Freehold & Leasehold
Rights of ownership to land can be held in two ways:
- Freehold (also known as fee simple absolute in possession). Freeholders can in theory do anything they wish with their land. In practice, this right is limited. Freehold has no true limit and may go on indefinitely.
- Leasehold (also know as a term of years absolute). A leasehold is derived from a freehold interest (or another leasehold interest) and has two key elements:
- A fixed duration: this can be for whatever term is agreed between the freeholder and the leaseholder. The term or length of a lease is infinitely flexible. A short term lease might include a residential Assured Shorthold Tenancy (AST) with a typical minimum length of six months.

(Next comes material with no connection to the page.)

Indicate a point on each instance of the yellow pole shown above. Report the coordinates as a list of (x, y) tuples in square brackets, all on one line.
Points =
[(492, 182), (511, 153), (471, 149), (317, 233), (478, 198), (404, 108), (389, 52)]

Longer leases of five or 15 years may be used on business premises or residential property, although the latter is more likely to be 99, 125 or 999 years in length.
- Exclusive possession: given under the lease, it allows the leaseholder to exclude all others from the premises, including the freeholder, for the duration of the lease, as long as they comply with the terms of the lease.
It’s important to be aware of commonhold; a system which allows a number of units to share a freehold e.g. a development of flats. Previously such units needed to have leasehold units.
Easements & Freehold Covenants
While owning a property, it is possible that others may have certain rights over it, called ‘interests’, and these can be legal or equitable.
An easement, a legal interest, is a right over land e.g. the right to use the land of another, and requires two pieces of land in different ownership. It gives the owner of the land benefiting from the easement the right do something on or over the land of someone else. Examples include:
- Rights of way i.e. a right to have access over adjacent land
- Rights of lights i.e. a right that a property will not obstruct the natural passage of light to a neighbour’s home.
Easements can be expressly granted in a written document or may arise because someone has used the land of another over an extended period of time. Easements are passed from one owner to the other and may have valuation consequences.
A freehold covenant, an equitable interest, can be restrictive (negative) thus stopping the owner of other land from using that land in some way e.g. restricting residential property from business use. A restrictive covenant is passed from one owner to the next, like an easement. A positive covenant commits the owner of land to do something e.g. to fence boundaries, but will not automatically pass with land when sold. Freehold covenants may therefore have a bearing on market appraisals.